For object store and cloud-native deployments, set object_store and an
tidesdb_objstore_config_t, and unified memtable mode is enabled automatically.
Give local_cache_max_bytes enough room for the hot working set, keep
replicate_wal = 1, and set wal_sync_on_commit = 1 for an RPO of zero, or rely
on the 1 MB wal_sync_threshold_bytes for a bounded loss window. The
max_concurrent_uploads count defaults to 4 and max_concurrent_downloads to 8,
and both are worth raising on large nodes. Two per-CF knobs trade remote I/O
against read amplification. The object_lazy_compaction flag, off by default,
doubles the L1 file-count compaction trigger when an object store is attached,
which cuts compaction frequency and upload churn at the cost of more files to
read. The object_prefetch_compaction flag, on by default, downloads all evicted
merge inputs in parallel before a compaction instead of one at a time.
Durability
| Mode | Behavior | Use when |
|---|---|---|
TDB_SYNC_NONE | WAL written, not fsynced per commit, synced at flush | rebuildable cache, max throughput |
TDB_SYNC_INTERVAL | background fsync every sync_interval_us (default 128 ms) | general purpose, good throughput with a bounded loss window |
TDB_SYNC_FULL | fsync coalesced across concurrent committers | strict durability; unified-mode group commit keeps it fast |
In full-sync unified mode the WAL fsync is coalesced into one fsync per batch of
concurrent committers, so TDB_SYNC_FULL stays performant at high concurrency. In
per-CF mode every commit fragments across separate WALs, so TDB_SYNC_FULL costs
one fsync per commit.
Lower-impact knobs
These rarely need changing from their defaults, but they are real and worth knowing.
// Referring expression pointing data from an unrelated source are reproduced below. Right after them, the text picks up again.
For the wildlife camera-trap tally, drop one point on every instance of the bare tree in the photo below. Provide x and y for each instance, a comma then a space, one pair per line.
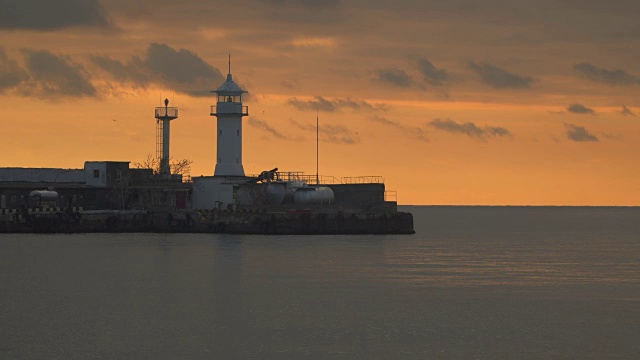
182, 167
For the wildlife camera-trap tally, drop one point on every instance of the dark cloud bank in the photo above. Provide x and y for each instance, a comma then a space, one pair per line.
469, 129
44, 75
331, 105
579, 134
605, 76
499, 78
48, 75
580, 109
431, 74
50, 14
182, 70
411, 131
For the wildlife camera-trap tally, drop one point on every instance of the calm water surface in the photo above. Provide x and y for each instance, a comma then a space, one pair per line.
474, 282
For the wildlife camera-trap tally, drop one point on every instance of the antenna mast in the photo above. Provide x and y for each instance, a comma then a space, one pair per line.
317, 144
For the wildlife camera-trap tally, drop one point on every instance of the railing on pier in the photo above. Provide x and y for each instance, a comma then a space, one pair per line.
291, 176
363, 180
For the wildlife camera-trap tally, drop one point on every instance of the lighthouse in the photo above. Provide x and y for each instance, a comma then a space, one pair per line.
229, 112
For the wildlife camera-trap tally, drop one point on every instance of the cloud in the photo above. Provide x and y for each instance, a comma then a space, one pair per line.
181, 70
55, 75
394, 76
263, 125
601, 75
411, 131
431, 74
579, 133
470, 129
580, 109
499, 78
332, 105
48, 14
133, 73
11, 74
337, 134
626, 111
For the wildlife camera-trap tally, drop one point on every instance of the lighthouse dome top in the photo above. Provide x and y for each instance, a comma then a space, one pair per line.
229, 87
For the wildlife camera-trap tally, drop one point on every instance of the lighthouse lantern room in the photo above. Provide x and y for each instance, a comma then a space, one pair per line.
229, 112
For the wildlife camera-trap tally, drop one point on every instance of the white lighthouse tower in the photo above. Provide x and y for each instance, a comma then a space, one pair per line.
229, 111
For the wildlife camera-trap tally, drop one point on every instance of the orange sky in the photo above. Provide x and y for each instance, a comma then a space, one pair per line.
459, 102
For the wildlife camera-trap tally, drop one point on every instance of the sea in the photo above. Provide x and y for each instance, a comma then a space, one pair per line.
471, 283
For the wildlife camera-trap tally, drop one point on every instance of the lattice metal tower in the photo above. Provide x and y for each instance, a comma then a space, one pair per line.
164, 115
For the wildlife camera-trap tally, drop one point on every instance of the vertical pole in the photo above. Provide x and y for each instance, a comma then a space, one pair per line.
317, 145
The skip_list_max_level (default 12) and skip_list_probability (default 0.25)
are the standard probabilistic skip-list parameters. Keep skip_list_max_level
below 64, because the memtable write path uses a stack-allocated update array only
when the level is under 64, and a higher value forces a per-operation heap
allocation. A level of 12 already indexes far more entries than a memtable holds.
The unified memtable has its own unified_memtable_skip_list_max_level and
unified_memtable_skip_list_probability, and a 0 for either resolves to the same
12 and 0.25 defaults.
The min_disk_space field (default 100 MB) is a safety floor. Flush and
compaction are skipped while free space on the column family directory is below
it, so the data stays in memory and writes keep flowing until memory pressure
intervenes. Raise it if you want a larger headroom before the engine stops writing
new files.
The log_truncation_at field (default 24 MB) matters only with log_to_file = 1.
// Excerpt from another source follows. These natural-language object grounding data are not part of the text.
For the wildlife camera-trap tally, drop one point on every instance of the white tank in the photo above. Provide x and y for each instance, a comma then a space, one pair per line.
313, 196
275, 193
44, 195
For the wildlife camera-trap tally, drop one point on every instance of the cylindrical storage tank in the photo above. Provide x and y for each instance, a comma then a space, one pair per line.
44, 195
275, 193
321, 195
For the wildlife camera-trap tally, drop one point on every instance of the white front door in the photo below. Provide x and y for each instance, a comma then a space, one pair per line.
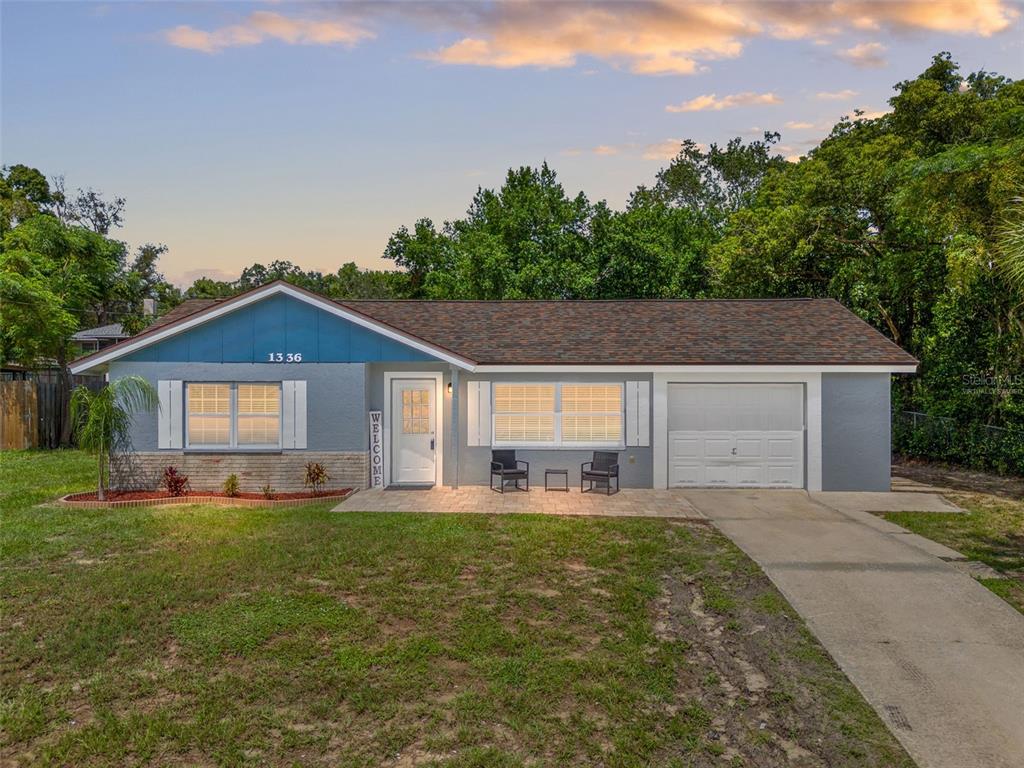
413, 438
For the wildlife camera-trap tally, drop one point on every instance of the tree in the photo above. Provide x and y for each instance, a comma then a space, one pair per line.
24, 193
58, 279
897, 218
718, 181
102, 420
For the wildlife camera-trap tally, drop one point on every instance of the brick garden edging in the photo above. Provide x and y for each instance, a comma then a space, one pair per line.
221, 500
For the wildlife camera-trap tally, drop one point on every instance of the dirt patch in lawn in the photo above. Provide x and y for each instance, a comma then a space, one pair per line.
957, 478
406, 640
753, 688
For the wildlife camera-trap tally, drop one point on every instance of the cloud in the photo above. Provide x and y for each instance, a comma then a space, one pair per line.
663, 150
655, 37
663, 38
864, 55
844, 95
674, 37
262, 26
711, 101
871, 114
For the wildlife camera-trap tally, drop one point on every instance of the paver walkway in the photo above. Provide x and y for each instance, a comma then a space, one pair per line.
939, 656
479, 499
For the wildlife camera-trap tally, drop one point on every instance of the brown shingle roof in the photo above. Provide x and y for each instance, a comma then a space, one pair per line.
684, 333
771, 332
182, 310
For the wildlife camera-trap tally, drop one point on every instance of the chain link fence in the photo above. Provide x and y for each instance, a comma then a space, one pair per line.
979, 446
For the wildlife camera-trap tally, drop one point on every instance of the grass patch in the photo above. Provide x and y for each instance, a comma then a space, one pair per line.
991, 531
226, 636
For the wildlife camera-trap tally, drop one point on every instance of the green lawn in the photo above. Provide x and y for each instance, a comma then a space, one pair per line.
991, 531
222, 636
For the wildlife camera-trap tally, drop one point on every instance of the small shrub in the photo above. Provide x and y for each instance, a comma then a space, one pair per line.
316, 476
231, 485
174, 482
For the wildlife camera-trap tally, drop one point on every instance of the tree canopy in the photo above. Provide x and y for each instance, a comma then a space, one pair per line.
912, 219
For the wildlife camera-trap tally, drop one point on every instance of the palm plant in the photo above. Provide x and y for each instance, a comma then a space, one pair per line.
1011, 243
102, 420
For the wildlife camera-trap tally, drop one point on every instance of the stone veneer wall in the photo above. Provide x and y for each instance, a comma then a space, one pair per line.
284, 471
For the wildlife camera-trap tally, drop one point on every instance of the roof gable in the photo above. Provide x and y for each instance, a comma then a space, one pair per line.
282, 318
730, 332
273, 320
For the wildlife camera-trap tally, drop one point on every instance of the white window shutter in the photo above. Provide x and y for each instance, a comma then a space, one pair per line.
478, 413
293, 426
169, 420
638, 413
643, 413
300, 415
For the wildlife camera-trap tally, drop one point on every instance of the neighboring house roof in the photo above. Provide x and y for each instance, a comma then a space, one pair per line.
110, 331
740, 332
182, 310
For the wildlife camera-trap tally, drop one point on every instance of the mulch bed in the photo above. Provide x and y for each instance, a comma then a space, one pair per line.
158, 498
134, 496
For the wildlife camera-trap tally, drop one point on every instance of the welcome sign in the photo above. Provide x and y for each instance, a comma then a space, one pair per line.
376, 450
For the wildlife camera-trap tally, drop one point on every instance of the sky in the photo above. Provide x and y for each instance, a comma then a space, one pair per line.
248, 132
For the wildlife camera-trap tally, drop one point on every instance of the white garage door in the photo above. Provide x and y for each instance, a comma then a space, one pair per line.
736, 435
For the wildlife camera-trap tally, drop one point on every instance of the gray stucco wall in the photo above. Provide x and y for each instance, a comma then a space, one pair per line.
855, 432
336, 413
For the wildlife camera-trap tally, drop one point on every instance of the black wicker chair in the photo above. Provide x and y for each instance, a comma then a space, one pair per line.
505, 466
601, 469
The LOG file is truncated once it grows past this size, which bounds log disk
use.
The num_compaction_threads count sets both the number of compaction worker
threads and the shared sub-compaction helper budget, so one round of a single
column family can fan out across the whole pool. Size it to your storage
parallelism, one to two on HDD and up to the core count on NVMe, not to your
column family count.
Things to watch
Set max_memory_usage explicitly in containers, because the auto-resolve uses
host RAM rather than your cgroup limit.
A high max_open_sstables is silently clamped if the file-descriptor limit cannot
honor it, so call tidesdb_raise_open_file_limit() before tidesdb_open().
The max_concurrent_flushes count follows num_flush_threads, so set the thread
count and do not fight the one-to-one pin.
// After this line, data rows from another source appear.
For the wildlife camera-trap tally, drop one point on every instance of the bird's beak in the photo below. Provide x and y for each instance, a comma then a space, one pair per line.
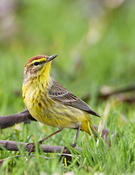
50, 58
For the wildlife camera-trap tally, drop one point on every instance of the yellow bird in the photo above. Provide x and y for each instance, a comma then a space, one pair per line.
50, 103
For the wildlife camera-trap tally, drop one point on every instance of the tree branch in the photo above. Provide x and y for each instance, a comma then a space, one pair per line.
15, 146
10, 120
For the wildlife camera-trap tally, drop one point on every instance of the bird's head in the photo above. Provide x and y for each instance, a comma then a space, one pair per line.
38, 66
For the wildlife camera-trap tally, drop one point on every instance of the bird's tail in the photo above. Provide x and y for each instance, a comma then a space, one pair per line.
87, 126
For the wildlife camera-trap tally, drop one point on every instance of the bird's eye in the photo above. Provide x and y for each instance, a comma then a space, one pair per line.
36, 63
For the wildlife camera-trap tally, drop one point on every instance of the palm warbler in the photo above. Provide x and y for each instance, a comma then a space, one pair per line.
49, 102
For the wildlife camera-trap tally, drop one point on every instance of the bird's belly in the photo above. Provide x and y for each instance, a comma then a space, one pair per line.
53, 113
58, 115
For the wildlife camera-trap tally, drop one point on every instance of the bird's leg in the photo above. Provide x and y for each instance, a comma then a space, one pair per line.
41, 141
77, 134
32, 145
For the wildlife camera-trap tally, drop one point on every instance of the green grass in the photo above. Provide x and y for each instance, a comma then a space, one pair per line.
83, 66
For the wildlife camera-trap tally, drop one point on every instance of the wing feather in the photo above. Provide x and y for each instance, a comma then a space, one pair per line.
62, 95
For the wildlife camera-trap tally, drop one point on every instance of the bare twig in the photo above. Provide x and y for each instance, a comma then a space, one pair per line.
106, 91
14, 146
10, 120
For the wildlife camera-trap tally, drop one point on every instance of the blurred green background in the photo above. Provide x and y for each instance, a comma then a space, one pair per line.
95, 41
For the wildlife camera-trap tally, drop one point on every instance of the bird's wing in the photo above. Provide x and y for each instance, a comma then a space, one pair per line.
62, 95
The comparator is permanent. It cannot change after a column family is created
without corrupting key order, and unified mode forces memcmp.
Many column families in per-CF mode self-throttle, since the effective L0 stall
shrinks with column family count. Grow max_memory_usage or switch to unified
mode.
The block cache shares the 30 percent memory clamp with the B+tree node cache, so
a large block_cache_size may be clamped down relative to max_memory_usage.
The min_disk_space floor gates flush and compaction, not just writes. If free
space drops below it, new SSTables stop being written and memory climbs until
pressure relief intervenes, so monitor disk free space against this floor.
A skip_list_max_level of 64 or more costs a heap allocation on every memtable
write, so stay below 64. The default 12 is fine.